Spoken word poet and teacher, Mohamed Mohamed, who was part of the production team, wanted to instil confidence in black British Muslims.
“In Black History Month, there was never the space for black Muslims to intersect their faith with their blackness,” he says. “I’d go to the Afro-Caribbean society [at university] and they would celebrate people like Malcolm X and Muhammad Ali, and I thought, hold on, why isn’t the Islamic society not also doing this or at least not collaborating? The black people that were being celebrated were people of faith who were very vocal about it, so it was like part of their identity was being sidelined.
“When Muhammad Ali passed away, everyone said he ‘transcended race and religion’, but race was at the core of his message. It’s what made him so famous and controversial for some, for being so open about his black identity and how Islam changed his life.”
Malcolm X and Muhammad Ali are products and part of a centuries old black radical tradition. They are not cuddly black mascots for preaching, or tools for proselytism to quietist interpretations of Islam.

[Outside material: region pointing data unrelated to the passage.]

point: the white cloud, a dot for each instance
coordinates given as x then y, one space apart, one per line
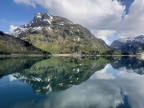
102 17
12 28
27 2
97 15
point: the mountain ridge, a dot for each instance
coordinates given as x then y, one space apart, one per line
59 35
130 45
12 45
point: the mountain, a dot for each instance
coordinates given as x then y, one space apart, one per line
59 35
12 45
131 45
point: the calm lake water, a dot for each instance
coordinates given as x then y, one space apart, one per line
63 82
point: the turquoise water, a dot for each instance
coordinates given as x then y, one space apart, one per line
63 82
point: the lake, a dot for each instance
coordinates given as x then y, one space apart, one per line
66 82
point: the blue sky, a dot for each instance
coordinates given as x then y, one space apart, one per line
19 12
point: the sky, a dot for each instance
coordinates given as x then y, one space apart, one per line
106 19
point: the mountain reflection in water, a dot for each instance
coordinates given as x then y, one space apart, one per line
64 82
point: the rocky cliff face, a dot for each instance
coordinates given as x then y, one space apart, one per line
129 45
12 45
59 35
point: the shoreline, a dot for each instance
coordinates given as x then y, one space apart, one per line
64 55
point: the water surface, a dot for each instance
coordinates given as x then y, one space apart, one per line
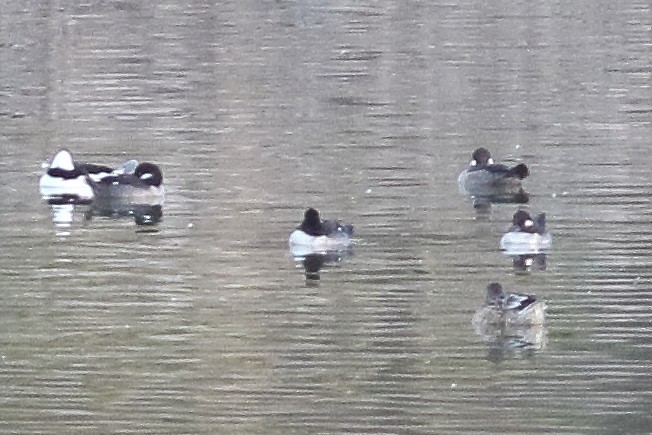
367 110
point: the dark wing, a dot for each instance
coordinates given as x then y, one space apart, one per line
517 302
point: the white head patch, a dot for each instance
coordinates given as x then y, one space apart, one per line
63 160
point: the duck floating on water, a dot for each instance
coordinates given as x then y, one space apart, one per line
488 182
69 181
315 235
526 236
505 309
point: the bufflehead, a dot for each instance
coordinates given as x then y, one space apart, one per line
526 235
143 186
504 309
315 235
69 181
491 181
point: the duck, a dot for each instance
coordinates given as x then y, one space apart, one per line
315 235
144 186
526 236
69 181
494 181
508 309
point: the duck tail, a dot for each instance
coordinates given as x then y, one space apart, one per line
541 223
520 171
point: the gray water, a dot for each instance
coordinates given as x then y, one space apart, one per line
367 110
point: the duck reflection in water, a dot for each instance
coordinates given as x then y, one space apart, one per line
486 182
511 324
527 241
316 243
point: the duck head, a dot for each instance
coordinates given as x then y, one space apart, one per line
481 157
312 223
149 173
63 160
523 221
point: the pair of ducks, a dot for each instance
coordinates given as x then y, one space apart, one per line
69 181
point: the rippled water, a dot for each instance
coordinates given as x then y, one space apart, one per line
368 111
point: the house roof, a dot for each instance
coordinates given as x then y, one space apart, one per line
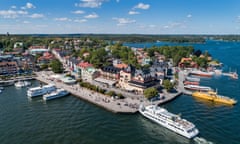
84 64
111 69
121 66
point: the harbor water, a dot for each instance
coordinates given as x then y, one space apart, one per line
70 120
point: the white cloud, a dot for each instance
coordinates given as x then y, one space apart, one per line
90 3
13 7
78 12
124 21
152 26
26 22
36 15
173 25
189 16
62 19
12 13
91 16
133 12
80 20
22 12
142 6
28 6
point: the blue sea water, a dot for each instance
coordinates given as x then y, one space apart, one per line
70 120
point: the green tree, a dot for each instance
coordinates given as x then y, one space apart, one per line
168 85
150 92
56 66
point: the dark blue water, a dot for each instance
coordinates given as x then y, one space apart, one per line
70 120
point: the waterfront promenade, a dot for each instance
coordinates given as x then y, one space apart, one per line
126 105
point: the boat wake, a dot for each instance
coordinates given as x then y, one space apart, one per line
200 140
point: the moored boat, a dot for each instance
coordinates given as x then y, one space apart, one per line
201 73
41 90
197 88
213 96
21 84
190 83
169 120
193 79
55 94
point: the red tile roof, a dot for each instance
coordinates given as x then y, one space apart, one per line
84 64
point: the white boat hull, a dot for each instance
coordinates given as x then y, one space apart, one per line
169 126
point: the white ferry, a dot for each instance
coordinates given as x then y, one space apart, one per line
169 120
55 94
197 88
37 91
21 84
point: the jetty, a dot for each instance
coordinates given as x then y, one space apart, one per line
128 105
12 81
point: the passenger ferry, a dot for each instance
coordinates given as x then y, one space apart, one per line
213 96
202 73
169 120
193 79
55 94
21 84
197 88
38 91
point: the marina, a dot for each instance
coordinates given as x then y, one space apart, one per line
58 93
214 97
21 84
169 120
40 90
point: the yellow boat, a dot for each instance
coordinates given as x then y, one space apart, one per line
213 96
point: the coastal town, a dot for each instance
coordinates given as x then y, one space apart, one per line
118 78
119 72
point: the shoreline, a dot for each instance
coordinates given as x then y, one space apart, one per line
125 106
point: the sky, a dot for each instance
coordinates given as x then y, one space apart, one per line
120 16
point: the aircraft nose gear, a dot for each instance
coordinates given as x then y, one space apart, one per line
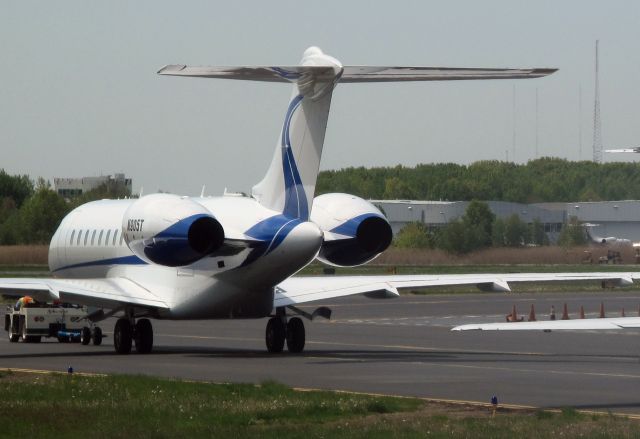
143 336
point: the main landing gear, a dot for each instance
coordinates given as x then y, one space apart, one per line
127 330
280 330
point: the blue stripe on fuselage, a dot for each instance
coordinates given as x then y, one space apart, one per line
123 260
273 230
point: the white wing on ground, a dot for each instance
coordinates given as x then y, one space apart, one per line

Michael Mumisa, scholar at University of Cambridge
According to Michael Mumisa, a scholar at Trinity Hall, University of Cambridge, some non-Black Muslims sanitise the radical black traditions Malcolm X and Ali sprung from.
“Since non-black British Muslims do not have a radical intellectual tradition against racism, they have had to appropriate the existing black intellectual tradition in order to address the problems they now face in what is still a racist society. Famous Black Muslim figures like Malcolm X and Muhammad Ali become their access point to black social and political activism. At the same time, they are uncomfortable with the black radicalism of Malcolm X and Muhammad Ali,” he says.
“Malcolm X and Muhammad Ali are products and part of a centuries old black radical tradition. They are not cuddly black mascots for da’wah (preaching), or tools for proselytism to quietist interpretations of Islam. They are black radical Muslims who spent all their lives fighting against the same anti-black racism that is deeply rooted in many non-black Muslim communities.”
For Williams, unless mosque communities redress the deafening silence over issues which effect black Muslims – such as police brutality or the modern slave-trade in Libya – and until Muslim organisations move beyond tokenism of including black Muslims solely for conversations centring on race, anti-black racism in the Muslim community will persist.
“We have to have a generation of people who are brave enough to speak to their elders about anti-black racism, but then this isn’t something that is just happening among the older generation, this is something that is happening with everyone. If black people are being brought in to talk about black experiences, then you’re not normalising black people among non-black Muslims.
“They need to find people to speak about everything, about youth problems and gender. Until we become normalised and we’re not this special example to talk only about racism, I think there will always be a problem.”